Perhaps you're not aware of GI's offline capabilities? Here's a GI app with offline capabilities.

http://www.remixedby.us/craigslist

This app lets you browser craigslist, then save enties and google maps offline that you want to remember for later -- or even use offline while travelling to these locations. It also lets you enter and store notes offline for the items you've saved.

This one uses dojo.storage. But there's nothing preventing GI, which runs as a standard HTML page, from running the way anyother standard webapge runs in AIR or with Gears. That's the point of AIR and Gears -- to be open to the things you can do in a browser today working with the standards of the browser to maximize extensibility. And since GI works in the browser... well, you get the point.

Erik Onnen said...

I do know that GI has offline storage, yes. I'm not the one advocating using Gears and GI, I'm responding to Brian W. who is advocating that on Fuzzy's blog.

I also know that dojo.storage creates a dependency on Flash as the lowest common denominator to provide that storage. If you're introducing a dependency on Flash, then you should just build your application in Flex - development time will be cut in half, the application will render more consistently than in DHTML, and it will render much faster while taking less memory. It's all about maintainability, simplicity and time to market man, not seeing how many acronyms you can cram into an application.

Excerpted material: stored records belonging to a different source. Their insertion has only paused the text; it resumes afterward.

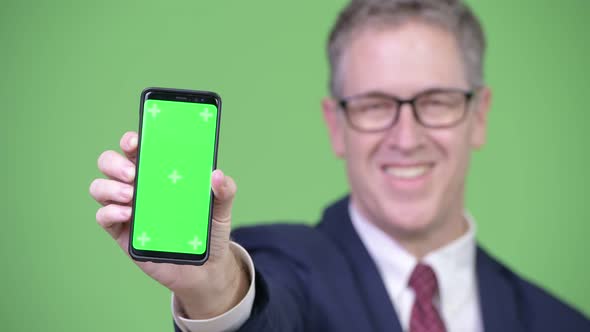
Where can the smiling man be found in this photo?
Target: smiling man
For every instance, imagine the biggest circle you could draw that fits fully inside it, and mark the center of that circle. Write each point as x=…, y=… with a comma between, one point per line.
x=408, y=106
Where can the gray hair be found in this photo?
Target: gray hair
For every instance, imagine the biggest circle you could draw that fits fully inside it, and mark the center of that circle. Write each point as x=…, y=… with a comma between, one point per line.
x=451, y=15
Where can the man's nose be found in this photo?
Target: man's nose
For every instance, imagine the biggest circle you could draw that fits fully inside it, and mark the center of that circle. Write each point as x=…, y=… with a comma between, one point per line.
x=406, y=134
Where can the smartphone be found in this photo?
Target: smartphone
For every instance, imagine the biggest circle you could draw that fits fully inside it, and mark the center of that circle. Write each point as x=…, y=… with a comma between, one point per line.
x=176, y=154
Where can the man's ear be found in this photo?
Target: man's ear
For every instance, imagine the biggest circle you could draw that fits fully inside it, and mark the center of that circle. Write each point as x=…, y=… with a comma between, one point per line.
x=334, y=124
x=482, y=106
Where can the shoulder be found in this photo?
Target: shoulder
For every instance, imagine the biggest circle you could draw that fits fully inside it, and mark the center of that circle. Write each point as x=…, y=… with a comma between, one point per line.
x=296, y=242
x=537, y=309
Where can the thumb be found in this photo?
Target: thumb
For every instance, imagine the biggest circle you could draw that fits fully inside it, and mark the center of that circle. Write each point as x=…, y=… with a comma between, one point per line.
x=224, y=191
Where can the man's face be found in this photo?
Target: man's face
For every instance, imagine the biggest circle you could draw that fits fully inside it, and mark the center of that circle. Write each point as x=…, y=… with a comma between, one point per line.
x=408, y=179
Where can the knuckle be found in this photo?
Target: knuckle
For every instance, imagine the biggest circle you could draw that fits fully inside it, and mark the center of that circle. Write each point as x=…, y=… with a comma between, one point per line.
x=94, y=186
x=104, y=158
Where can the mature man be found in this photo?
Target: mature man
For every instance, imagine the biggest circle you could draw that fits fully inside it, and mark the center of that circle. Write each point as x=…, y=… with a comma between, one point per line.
x=408, y=106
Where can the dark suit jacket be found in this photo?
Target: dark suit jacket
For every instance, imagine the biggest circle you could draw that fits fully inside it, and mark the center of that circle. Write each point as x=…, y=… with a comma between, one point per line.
x=323, y=279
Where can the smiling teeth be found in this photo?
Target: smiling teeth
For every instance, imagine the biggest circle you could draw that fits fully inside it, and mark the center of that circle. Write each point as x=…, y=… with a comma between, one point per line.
x=407, y=172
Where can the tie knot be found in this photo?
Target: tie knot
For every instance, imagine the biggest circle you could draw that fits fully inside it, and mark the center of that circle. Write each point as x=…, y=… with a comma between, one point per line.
x=423, y=282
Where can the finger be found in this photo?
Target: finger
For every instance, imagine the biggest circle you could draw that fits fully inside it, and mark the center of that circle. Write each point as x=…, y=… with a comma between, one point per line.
x=115, y=166
x=128, y=145
x=111, y=217
x=224, y=190
x=106, y=191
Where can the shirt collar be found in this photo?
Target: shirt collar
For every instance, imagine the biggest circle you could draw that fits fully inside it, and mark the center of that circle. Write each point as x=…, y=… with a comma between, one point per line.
x=453, y=264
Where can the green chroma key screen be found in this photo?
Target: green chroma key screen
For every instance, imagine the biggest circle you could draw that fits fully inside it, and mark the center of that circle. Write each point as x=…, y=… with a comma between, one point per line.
x=174, y=176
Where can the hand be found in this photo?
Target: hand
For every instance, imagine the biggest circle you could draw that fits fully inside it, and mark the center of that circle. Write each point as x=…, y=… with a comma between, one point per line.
x=205, y=291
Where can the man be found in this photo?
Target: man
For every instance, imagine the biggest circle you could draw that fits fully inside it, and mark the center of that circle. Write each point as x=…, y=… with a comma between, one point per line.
x=408, y=106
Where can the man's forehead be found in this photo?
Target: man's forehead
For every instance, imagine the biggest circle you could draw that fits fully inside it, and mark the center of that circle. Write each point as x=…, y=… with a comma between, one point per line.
x=401, y=59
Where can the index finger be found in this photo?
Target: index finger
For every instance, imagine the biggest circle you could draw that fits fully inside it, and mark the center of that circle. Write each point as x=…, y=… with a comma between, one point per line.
x=128, y=145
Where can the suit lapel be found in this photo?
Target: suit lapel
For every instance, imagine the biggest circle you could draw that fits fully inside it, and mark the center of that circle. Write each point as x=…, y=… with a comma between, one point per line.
x=498, y=301
x=337, y=225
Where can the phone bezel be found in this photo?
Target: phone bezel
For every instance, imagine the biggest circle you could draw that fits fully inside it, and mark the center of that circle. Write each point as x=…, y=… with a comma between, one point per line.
x=196, y=96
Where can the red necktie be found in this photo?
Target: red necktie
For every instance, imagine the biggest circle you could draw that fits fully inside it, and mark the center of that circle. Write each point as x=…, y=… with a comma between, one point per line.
x=425, y=317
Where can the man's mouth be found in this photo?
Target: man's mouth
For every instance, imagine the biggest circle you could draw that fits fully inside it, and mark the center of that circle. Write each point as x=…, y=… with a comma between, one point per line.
x=408, y=172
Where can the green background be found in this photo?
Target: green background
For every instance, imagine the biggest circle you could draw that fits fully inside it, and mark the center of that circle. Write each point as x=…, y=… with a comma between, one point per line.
x=71, y=73
x=172, y=213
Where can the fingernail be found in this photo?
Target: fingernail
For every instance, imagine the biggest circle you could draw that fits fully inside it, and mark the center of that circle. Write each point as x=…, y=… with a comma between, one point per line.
x=130, y=172
x=127, y=193
x=126, y=212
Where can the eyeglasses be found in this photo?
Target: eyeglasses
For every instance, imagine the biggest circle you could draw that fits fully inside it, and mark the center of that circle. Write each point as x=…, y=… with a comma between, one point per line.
x=435, y=108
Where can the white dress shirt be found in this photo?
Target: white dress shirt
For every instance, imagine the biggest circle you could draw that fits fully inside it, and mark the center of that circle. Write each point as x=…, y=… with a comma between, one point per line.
x=453, y=265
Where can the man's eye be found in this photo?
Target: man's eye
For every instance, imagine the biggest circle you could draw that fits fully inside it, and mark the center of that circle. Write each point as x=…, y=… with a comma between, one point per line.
x=374, y=106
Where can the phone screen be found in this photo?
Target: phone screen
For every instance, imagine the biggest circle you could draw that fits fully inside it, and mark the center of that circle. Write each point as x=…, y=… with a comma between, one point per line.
x=176, y=155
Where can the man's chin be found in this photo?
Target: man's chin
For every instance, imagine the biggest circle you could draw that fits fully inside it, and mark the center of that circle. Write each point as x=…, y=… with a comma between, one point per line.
x=409, y=224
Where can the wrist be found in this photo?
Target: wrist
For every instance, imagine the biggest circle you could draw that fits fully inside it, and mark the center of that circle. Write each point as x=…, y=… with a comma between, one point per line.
x=225, y=286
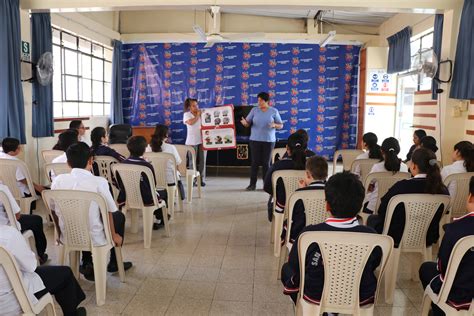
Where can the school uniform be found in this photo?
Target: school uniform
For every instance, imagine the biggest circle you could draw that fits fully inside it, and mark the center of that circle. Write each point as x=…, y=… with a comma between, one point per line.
x=314, y=282
x=432, y=274
x=397, y=225
x=57, y=280
x=298, y=219
x=371, y=197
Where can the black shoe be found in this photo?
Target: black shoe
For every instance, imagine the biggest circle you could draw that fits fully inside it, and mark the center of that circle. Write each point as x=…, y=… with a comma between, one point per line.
x=112, y=267
x=251, y=187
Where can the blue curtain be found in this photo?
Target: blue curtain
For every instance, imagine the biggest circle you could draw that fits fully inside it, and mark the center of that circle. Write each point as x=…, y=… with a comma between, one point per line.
x=462, y=86
x=12, y=111
x=42, y=42
x=399, y=54
x=437, y=43
x=116, y=111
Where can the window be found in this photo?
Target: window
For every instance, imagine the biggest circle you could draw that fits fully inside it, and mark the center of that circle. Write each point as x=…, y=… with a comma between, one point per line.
x=82, y=76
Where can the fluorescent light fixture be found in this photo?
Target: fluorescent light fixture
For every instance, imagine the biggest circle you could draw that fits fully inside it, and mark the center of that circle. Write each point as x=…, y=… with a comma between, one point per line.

How do AIR and Gears work with the standards exactly (and what standards would those be?) If they were "standard" as you suggest, they would have the same API and be accessible though JavaScript on all platforms without plugins. They have their purpose, but that purpose is to address the shortcoming of the standards through proprietary extensions to the browser, just like Flash.

brian said...

Good comments all around.

A few quick points …

- Use case called for independent disconnected client, which in turn brought GI to mind. The GI framework provides all the necessary widgets for disconnected use. If I have any knocks it would be support for Safari, etc.

- At the end of the day it may boil down to working with a single stack vs. integrating on the client

- Integration on the client might be limited more by the looseness of JS than anything else.

- Modifying/extending GI was pretty straightforward. The code base is very clean and understandable. Opening the code was a good thing.

At this point, I'm more interested in issues like:

- For either alternative, do users expect a web experience or a desktop one?

- How to introduce gradients in the experience in a recognizable way (given a large population of intermittent users)

- As the size of the application grows how to manage the user developed client side code base.